1. Plan before you go to the grocery store: For me this means scouring Pinterest, cookbooks, blogs, or plain creative thinking, and coming up with a plan of attack. This list will be your best weapon in the store. A good grocery list has the power to do wonders. It means you won’t spend time aimlessly wandering around the store wondering if you really need that extra vegetable or not. Hint, you always do! By planning before you go, you also decrease the need to make random stops again throughout the week. This can be a huge timesaver and stress reducer! Make this list as complete and detailed as possible without driving yourself crazy. It usually takes me about an hour.
2. Have go-to recipes: during the planning process: Make sure to have a few staple recipes that you and your family enjoy. Recipes that are easy and delicious are the best aren’t they? Our favorite go-to recipes are Cracklin’ Chicken from Nom Nom Paleo, Bacon-Coleslaw from the Real Food Guide (I add ground beef to make it a meal), burgers topped with the fixings of your choice, and big salads with grilled chicken and toasted coconut. Having recipes that you are very comfortable with and enjoy eating is something that cannot be overlooked.
3. Don’t be afraid to try new recipes: Although it can be daunting, trying a new recipe can actually be really fun. I aim to include between 1-2 new recipes a week in order to mix things up and find new flavors that I love. In fact, this week we bought a whole fish at the farmers market. Helllllo, online fish tutorials.

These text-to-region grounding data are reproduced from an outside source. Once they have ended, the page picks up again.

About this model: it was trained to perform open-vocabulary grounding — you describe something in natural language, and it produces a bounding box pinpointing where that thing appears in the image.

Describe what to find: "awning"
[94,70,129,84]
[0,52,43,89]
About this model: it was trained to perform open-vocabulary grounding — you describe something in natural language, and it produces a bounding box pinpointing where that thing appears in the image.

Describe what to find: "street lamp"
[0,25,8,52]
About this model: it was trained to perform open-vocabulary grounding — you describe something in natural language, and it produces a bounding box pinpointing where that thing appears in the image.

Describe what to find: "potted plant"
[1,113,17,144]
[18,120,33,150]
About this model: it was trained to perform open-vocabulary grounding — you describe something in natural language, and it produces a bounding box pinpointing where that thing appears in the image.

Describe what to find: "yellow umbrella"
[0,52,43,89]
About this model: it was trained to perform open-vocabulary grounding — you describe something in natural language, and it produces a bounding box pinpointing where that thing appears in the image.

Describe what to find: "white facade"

4. Make leftovers your best friend: They are truly lifesavers. I know they get a bad reputation but by cooking once and eating twice, you will save a lot of time. I always always double a recipe. If we don’t end up eating it that week I can easily freeze it. But lets be real, we always end up using it.

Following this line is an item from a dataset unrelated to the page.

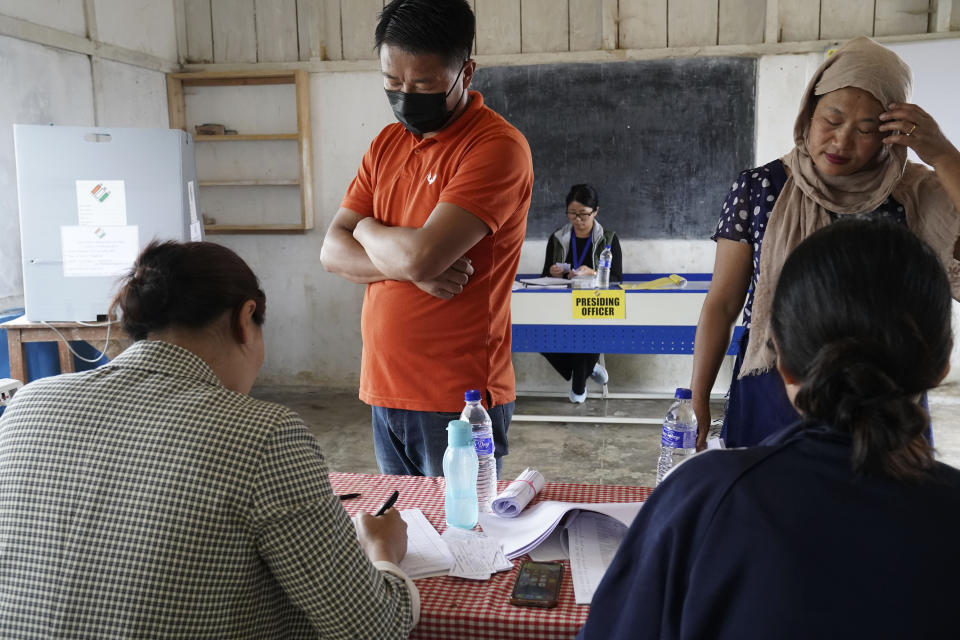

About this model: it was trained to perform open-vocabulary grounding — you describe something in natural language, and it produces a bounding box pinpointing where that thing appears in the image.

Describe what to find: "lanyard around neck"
[570,228,593,270]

5. Check out the farmers markets: I recently found a local market that offers a wide array of produce and quality meat. Establishing relationships with local farmers and small businesses is great and it is always nice to see where your food comes from.

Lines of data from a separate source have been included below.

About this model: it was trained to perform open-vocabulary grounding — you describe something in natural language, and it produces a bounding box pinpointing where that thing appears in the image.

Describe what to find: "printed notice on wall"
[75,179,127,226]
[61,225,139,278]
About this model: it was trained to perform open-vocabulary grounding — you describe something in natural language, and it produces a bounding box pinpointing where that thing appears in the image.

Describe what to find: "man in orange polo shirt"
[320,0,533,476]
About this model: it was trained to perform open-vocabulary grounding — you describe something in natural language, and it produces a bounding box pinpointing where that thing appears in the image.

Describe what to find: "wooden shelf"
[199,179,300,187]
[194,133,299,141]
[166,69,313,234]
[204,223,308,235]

6. Have convenient snacks handy: These are helpful for times when you are hungry but can’t source a meal either because of time or restrictions. I like bison epic bars, plantain chips with wholly guacamole (check ingredients) and Peter Rabbit pureed fruit packs.
7. Make a Budget: This tip falls near end of the list, but it certainly is not last in importance. If you’re like me and haven’t planted a money tree in your backyard (they can be so hard to source) , it may be helpful to make a food budget. Eating real food can be expensive but making a conscious effort at the grocery store to track how much you have spent can be a real money saver. You could do this by using the calculator app on your phone and keeping track of things as you go or by bringing cash and only spending the amount you brought. One way to save money on meat if you have the ability to do so is to order meat in bulk from a local farm. This will give you a much higher quality meat than you can usually find at the grocery store for a great price. The only downside is you need the money upfront to buy in bulk and you need the space to store it.
8. Enjoy the process as much as possible: Eating real food is an empowering and exciting process. Enjoy learning new cooking techniques and kitchen timesavers and nourishing your body with real nutrient-dense food! Your body will certainly thank you for it.